JPS63316955A - Multipoint communication control system - Google Patents

Abstract

PURPOSE:To shorten a polling time and to realize efficient polling even when faults are generated in plural slave stations, by performing the polling by a master station in case of recognizing the fault in the slave station, and sending a recovery signal by the slave station in which the fault is generated when it recovers from the fault. CONSTITUTION:The master station 1 monitors a response signal from all slave stations 6 by performing the polling at a prescribed cycle, and invites the transmission of data to the slave station individually. At this time, when the response signal representing the fault is received or no response signal is received from the slave station, the master station 1 recognizes the generation of the fault in the slave station, and interrupts ordinary polling to all of the slave stations in which the faults are generated, and removes an interruption period leaving one of the interruption periods when the polling is interrupted. Such operation is performed to shorten the polling time by eliminating wasteful polling. The master station 1 performs common polling to request the transmission of the recovery signal to inform the recovery from the fault when each station recovers from the fault according to a prescribed priority order preset at the slave station in advance for all slave stations where the faults are generated in a remaining interruption period.

Description

Detailed Description of the Invention (Summary) The present invention suspends normal polling when a failure occurs in any of the slave stations, and
The remaining suspension period will be omitted except for one, and the remaining suspension period will be omitted.
Since common polling is performed to prompt requests for transmission of recovery signals from slave stations that have recovered within one suspension period according to a predetermined priority order, the master station can efficiently and immediately detect the recovery status of slave stations. .
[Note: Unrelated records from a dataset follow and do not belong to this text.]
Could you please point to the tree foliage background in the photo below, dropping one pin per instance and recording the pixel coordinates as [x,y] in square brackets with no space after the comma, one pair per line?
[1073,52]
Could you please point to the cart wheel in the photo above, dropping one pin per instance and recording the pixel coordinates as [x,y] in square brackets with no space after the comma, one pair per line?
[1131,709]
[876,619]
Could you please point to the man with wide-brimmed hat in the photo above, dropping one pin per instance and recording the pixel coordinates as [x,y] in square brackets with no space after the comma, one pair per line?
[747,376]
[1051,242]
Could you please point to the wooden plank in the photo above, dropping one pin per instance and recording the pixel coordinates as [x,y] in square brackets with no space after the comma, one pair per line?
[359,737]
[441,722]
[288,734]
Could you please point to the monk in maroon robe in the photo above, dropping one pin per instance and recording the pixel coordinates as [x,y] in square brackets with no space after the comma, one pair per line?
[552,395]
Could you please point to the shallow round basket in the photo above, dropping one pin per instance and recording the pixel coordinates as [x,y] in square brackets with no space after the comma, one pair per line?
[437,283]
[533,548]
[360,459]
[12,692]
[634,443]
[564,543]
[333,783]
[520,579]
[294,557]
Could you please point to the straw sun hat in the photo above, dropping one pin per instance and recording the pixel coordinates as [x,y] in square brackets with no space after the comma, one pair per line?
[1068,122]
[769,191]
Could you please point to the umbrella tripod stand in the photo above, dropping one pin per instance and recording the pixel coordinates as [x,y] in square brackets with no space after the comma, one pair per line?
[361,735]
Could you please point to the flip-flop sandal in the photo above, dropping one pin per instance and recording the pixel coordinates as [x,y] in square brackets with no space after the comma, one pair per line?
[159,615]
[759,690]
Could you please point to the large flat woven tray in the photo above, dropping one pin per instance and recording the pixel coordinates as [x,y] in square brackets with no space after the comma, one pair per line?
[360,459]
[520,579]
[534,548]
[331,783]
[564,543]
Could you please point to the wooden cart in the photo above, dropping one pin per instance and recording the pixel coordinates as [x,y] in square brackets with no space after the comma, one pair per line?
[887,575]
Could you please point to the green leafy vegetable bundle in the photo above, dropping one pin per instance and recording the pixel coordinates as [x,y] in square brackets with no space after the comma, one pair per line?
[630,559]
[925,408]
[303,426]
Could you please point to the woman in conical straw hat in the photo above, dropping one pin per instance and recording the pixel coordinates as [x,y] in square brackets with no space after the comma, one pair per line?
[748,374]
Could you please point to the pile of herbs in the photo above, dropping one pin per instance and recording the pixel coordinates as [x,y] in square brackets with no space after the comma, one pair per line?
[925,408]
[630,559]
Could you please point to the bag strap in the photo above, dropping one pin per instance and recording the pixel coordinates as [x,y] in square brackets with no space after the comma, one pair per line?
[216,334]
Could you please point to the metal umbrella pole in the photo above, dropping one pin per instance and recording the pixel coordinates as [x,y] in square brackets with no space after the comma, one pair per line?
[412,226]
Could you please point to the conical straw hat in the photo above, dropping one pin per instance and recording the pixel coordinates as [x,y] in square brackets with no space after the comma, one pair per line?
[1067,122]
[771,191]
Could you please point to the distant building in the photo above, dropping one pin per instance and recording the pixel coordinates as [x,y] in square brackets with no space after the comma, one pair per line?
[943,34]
[Industrial application field]

The present invention relates to a multipoint communication control system, and more particularly to a multipoint communication control system in which data links are established by polling from a master station to a plurality of slave stations branch-connected to a master station, and transmission/reception is performed.

[Conventional technology]

Conventionally, a master station 81 as shown in FIG. 8 has slave stations 82, 83 .
There is a multi-point communication control system in which a data link is established and communication is performed by polling the terminal 84 and having the slave stations 82, 83, and 84 send response signals in response to the polling.

If a failure occurs in one or more of the slave stations 82, 83, 84, the master station 81 stops polling the slave station and eliminates all unnecessary suspension periods. I was trying to reduce the polling time.

That is, as shown in FIGS. 8 and 9, the master station transmits polling signals (polling sequences) to the slave stations 82, 83, and 84 at predetermined intervals, and recognizes that a failure has occurred in the slave station 83. In this case, the slave station 83 is removed from the polling list, and polling of the slave station 83 is subsequently discontinued.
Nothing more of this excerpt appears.